Diego Gregori

Personal information
- Full name: Diego Gregori Díaz
- Date of birth: 26 July 1995 (age 30)
- Place of birth: Valencia, Spain
- Height: 1.75 m (5 ft 9 in)
- Position: Midfielder

Team information
- Current team: Águila
- Number: 10

Senior career*
- Years: Team / Apps / (Gls)
- 2013–2014: Torre Levante / 1 / (0)
- 2014: América de Cali / 2 / (0)
- 2015–2017: Envigado / 31 / (2)
- 2017–2018: Ibiza / 29 / (5)
- 2018–2019: FC Jumilla / 19 / (1)
- 2019–2020: Villanovense / 27 / (5)
- 2020–2021: Manchego Ciudad Real / 20 / (2)
- 2021–2024: Isidro Metapán / 136 / (16)
- 2025–: Águila / 28 / (4)

= Diego Gregori =

Spanish footballer

Diego Gregori Díaz (born 26 July 1995) is a Spanish professional footballer who plays as a midfielder for Salvadoran Primera División club Águila.
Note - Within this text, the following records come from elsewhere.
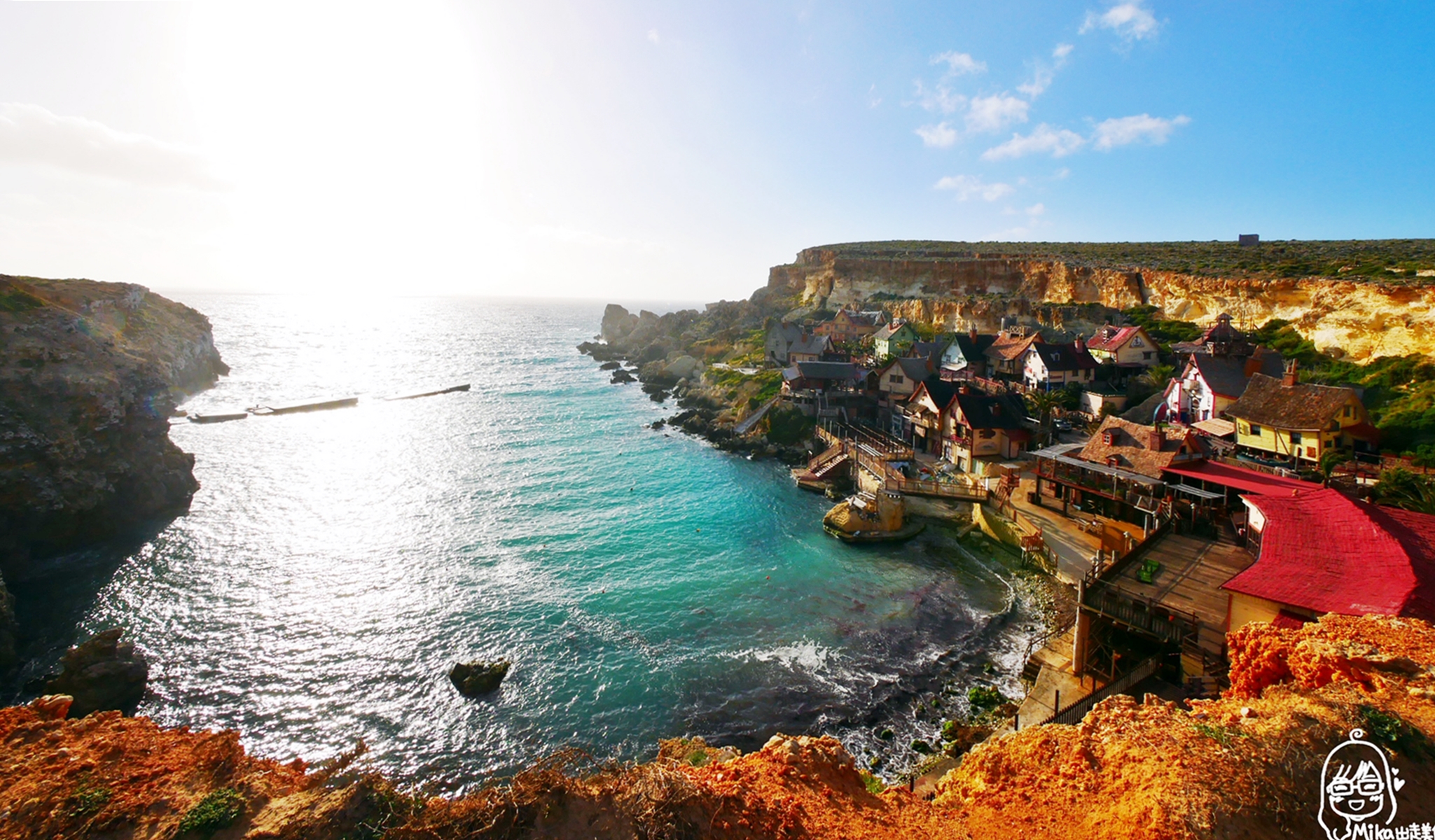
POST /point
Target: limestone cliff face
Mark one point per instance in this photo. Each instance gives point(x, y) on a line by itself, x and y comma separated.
point(960, 291)
point(90, 376)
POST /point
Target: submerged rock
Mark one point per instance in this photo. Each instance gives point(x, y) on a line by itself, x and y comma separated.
point(478, 677)
point(101, 674)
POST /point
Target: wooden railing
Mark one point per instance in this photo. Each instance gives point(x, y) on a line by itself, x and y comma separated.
point(1072, 714)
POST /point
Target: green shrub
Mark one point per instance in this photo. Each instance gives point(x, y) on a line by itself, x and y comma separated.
point(985, 697)
point(219, 811)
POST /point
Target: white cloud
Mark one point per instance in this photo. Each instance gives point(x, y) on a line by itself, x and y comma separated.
point(993, 113)
point(959, 64)
point(971, 186)
point(1130, 20)
point(938, 136)
point(31, 134)
point(1042, 75)
point(1044, 139)
point(1135, 130)
point(941, 99)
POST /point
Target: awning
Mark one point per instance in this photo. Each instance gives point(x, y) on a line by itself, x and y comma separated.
point(1240, 479)
point(1216, 428)
point(1197, 492)
point(1107, 470)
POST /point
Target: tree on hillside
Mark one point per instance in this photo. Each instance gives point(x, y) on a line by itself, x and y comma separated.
point(1041, 405)
point(1401, 488)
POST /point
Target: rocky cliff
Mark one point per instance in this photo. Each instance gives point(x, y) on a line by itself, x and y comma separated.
point(939, 283)
point(90, 376)
point(1247, 766)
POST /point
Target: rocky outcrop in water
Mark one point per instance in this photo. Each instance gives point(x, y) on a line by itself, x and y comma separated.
point(90, 376)
point(478, 677)
point(102, 674)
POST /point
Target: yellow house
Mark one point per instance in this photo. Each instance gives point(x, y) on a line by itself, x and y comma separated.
point(1301, 422)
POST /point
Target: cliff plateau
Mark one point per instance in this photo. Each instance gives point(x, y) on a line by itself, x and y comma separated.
point(1359, 318)
point(90, 374)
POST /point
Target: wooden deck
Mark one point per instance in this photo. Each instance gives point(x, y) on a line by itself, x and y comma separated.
point(1190, 580)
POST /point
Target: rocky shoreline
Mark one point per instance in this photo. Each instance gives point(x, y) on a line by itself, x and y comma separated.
point(90, 377)
point(669, 356)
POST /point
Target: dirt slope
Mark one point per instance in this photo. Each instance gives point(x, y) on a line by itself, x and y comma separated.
point(1246, 766)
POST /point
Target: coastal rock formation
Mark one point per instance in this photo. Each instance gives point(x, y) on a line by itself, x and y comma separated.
point(979, 290)
point(90, 376)
point(101, 674)
point(478, 678)
point(1246, 766)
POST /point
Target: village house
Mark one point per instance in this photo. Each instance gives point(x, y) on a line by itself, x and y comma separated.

Besides Spain, he has played in Colombia and El Salvador.

==Career==
Gregori started his senior career with CF Torre Levante. In 2015, he signed for Envigado in the Colombian Categoría Primera A, where he made 46 appearances and scored three goals. After that, he played for UD Ibiza, Jumilla, and CF Villanovense. In 2021, he signed for Isidro Metapán.